Revista Cultura y Ocio
Jaume Cabré Yo confieso
—Lo siento mucho. Se callaron. Y entonces entró Wilson y dijo ¿va todo bien, preciosidad? Y levantó la barbilla a Adrià para mirarle la cara como si fuera un niño. Le secó las lágrimas con un clínex y le dio una pastillita y un vaso medio lleno que Adrià bebió con avidez; con una avidez que Bernat no le conocía. Wilson volvió a decir va todo bien, mirando a Bernat. Este, con un ademán, dio a entender fantástico, tío, y Wilson echó un vistazo a la sémola esparcida por el suelo.
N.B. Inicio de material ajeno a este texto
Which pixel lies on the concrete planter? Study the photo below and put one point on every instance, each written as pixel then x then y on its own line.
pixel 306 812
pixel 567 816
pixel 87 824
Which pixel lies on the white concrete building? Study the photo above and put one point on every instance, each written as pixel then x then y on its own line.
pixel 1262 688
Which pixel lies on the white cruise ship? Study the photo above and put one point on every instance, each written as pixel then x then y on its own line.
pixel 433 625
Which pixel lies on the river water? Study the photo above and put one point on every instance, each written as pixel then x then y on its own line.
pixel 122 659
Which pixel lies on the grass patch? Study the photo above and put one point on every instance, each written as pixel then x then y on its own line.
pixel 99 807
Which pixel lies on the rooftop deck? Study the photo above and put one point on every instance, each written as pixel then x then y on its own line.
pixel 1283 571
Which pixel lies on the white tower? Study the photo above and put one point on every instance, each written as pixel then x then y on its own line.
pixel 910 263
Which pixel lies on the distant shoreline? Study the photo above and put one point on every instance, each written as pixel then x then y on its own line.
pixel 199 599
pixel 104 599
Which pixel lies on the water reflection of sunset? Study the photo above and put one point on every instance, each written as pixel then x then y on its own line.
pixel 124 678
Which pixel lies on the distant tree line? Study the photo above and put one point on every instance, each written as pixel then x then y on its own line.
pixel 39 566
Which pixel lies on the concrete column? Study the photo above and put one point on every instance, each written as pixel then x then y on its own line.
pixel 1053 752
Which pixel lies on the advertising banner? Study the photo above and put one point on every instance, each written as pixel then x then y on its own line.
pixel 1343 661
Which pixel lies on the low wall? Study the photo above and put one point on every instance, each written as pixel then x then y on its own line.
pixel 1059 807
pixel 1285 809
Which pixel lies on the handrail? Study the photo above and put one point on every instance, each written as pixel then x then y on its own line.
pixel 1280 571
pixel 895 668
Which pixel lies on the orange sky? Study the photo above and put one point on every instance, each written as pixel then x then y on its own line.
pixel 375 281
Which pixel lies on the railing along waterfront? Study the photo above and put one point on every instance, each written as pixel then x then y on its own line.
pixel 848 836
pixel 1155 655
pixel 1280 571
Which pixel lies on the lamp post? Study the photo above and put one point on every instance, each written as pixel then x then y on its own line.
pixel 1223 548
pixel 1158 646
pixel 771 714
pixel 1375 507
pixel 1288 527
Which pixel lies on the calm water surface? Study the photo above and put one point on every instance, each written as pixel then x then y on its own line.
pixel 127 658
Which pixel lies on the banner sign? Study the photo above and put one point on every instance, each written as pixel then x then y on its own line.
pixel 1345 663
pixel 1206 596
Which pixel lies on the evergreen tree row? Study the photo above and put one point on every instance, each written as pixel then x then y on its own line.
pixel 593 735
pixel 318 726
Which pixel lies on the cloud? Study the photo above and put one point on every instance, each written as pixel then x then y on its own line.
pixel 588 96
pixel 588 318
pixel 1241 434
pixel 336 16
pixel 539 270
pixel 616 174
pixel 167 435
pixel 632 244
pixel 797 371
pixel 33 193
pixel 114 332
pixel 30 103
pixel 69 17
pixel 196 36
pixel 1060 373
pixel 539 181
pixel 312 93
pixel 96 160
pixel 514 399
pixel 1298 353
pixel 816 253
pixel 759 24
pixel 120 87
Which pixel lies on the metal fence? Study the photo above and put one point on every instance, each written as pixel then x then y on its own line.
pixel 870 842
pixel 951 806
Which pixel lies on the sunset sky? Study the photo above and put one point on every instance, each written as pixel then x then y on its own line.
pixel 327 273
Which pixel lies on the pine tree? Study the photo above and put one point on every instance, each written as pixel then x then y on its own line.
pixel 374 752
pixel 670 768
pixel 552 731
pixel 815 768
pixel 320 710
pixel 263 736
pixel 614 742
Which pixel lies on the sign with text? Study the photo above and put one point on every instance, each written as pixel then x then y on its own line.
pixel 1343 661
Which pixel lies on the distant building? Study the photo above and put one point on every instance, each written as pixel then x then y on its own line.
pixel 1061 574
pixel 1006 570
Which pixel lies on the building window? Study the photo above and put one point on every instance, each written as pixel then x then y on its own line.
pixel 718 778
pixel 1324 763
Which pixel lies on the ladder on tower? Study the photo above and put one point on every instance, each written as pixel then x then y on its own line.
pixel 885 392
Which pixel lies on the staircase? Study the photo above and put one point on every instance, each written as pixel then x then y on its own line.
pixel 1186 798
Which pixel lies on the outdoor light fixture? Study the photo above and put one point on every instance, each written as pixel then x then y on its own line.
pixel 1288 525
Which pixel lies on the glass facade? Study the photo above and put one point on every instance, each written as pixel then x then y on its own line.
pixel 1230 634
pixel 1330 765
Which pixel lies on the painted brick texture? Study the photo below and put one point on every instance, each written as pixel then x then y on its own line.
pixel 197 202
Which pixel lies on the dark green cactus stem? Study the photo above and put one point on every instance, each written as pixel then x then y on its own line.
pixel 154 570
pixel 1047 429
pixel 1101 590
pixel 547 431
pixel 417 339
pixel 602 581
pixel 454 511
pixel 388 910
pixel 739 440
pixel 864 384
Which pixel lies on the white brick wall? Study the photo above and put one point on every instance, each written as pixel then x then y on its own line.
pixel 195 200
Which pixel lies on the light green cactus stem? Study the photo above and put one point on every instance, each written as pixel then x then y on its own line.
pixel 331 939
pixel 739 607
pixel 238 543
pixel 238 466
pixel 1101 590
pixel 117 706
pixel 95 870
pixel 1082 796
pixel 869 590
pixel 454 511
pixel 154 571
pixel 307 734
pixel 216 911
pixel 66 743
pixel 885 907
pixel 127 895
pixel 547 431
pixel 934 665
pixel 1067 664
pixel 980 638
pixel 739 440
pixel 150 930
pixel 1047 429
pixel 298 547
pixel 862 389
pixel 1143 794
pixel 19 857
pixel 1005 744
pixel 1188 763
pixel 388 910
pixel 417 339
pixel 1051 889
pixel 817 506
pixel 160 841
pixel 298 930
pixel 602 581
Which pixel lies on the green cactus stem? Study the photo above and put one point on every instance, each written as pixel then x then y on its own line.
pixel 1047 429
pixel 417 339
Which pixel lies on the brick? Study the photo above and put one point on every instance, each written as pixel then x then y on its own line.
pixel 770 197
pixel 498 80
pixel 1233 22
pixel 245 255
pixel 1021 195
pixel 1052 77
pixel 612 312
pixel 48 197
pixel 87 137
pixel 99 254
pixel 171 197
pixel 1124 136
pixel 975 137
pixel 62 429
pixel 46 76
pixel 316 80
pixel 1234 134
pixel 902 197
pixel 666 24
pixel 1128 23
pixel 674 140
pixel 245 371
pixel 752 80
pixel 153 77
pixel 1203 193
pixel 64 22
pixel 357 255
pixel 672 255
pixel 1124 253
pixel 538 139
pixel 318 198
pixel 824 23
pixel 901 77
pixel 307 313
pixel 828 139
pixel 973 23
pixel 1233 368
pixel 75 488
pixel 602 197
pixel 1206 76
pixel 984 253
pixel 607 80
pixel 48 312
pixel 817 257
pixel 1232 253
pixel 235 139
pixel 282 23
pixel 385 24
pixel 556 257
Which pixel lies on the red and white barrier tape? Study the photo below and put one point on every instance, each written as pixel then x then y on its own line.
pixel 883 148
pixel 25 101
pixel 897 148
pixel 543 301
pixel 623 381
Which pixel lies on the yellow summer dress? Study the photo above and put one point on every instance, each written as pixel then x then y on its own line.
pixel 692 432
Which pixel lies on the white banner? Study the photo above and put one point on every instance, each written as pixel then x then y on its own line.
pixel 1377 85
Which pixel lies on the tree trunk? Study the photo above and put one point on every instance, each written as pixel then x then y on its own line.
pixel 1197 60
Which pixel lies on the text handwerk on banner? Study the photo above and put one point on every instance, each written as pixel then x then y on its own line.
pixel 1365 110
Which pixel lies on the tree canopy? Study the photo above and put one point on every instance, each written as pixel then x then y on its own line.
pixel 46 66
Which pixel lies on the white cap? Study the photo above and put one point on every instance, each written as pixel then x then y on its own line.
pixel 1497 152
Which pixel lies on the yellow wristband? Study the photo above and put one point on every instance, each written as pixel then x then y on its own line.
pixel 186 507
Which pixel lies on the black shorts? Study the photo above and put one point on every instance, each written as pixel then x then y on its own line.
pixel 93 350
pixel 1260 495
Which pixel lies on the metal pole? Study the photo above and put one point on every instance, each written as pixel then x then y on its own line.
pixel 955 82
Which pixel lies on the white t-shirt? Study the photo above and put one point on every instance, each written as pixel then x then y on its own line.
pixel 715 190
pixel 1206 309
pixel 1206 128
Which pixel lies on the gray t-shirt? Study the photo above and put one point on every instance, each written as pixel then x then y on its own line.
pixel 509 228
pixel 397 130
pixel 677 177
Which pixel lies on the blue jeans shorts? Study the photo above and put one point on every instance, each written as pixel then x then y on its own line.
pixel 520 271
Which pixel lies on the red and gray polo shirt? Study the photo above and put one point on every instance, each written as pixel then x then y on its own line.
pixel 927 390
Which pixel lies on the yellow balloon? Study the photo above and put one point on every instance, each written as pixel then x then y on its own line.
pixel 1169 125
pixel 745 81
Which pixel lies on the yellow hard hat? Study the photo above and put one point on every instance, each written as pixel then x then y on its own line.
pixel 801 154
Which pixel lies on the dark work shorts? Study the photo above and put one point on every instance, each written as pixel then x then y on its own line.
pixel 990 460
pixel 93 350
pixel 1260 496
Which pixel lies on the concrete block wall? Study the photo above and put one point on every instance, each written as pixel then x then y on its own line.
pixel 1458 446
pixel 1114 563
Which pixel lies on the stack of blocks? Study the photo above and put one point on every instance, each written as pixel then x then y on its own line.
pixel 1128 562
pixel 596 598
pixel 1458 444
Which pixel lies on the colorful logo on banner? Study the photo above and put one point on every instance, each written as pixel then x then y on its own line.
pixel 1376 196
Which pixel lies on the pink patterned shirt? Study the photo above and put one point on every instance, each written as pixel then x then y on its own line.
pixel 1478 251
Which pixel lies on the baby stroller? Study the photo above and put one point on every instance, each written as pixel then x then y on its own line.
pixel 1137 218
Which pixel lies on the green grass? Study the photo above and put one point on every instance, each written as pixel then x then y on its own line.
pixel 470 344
Con un pañuelo de papel recogió una poca, disgustado, y salió de la habitación con el vaso vacío y silbando una música desconocida en compás de seis por ocho. —Me das una envidia que... Pasaron diez minutos en silencio. —Mañana llevo los escritos a Bauçá. ¿De acuerdo? Todos, los de tinta verde. Y los de tinta negra se los he mandado a Johannes Kamenek y a una compañera tuya de la universidad que se llama Parera. Las dos caras. ¿De acuerdo? Tus recuerdos y tu reflexión. ¿De acuerdo, Adrià? —Me pica aquí —dijo Adrià señalando la pared. Miró a su amigo—: Cómo puede ser que me pique la pared. —Iré informándote. —También me pica la nariz. Y estoy muy cansado. No puedo leer porque se me mezclan las ideas. Ya no me acuerdo de lo que has dicho. —Te admiro —dijo Bernat, mirándolo a los ojos. —No volveré a hacerlo. Lo juro. Bernat ni siquiera se rió. Se quedó mirándolo en silencio. Le cogió la mano que de cuando en cuando batallaba contra la mancha rebelde y se la besó como a su padre o a su tío. Lo miró a los ojos. Adrià le sostuvo la mirada unos segundos.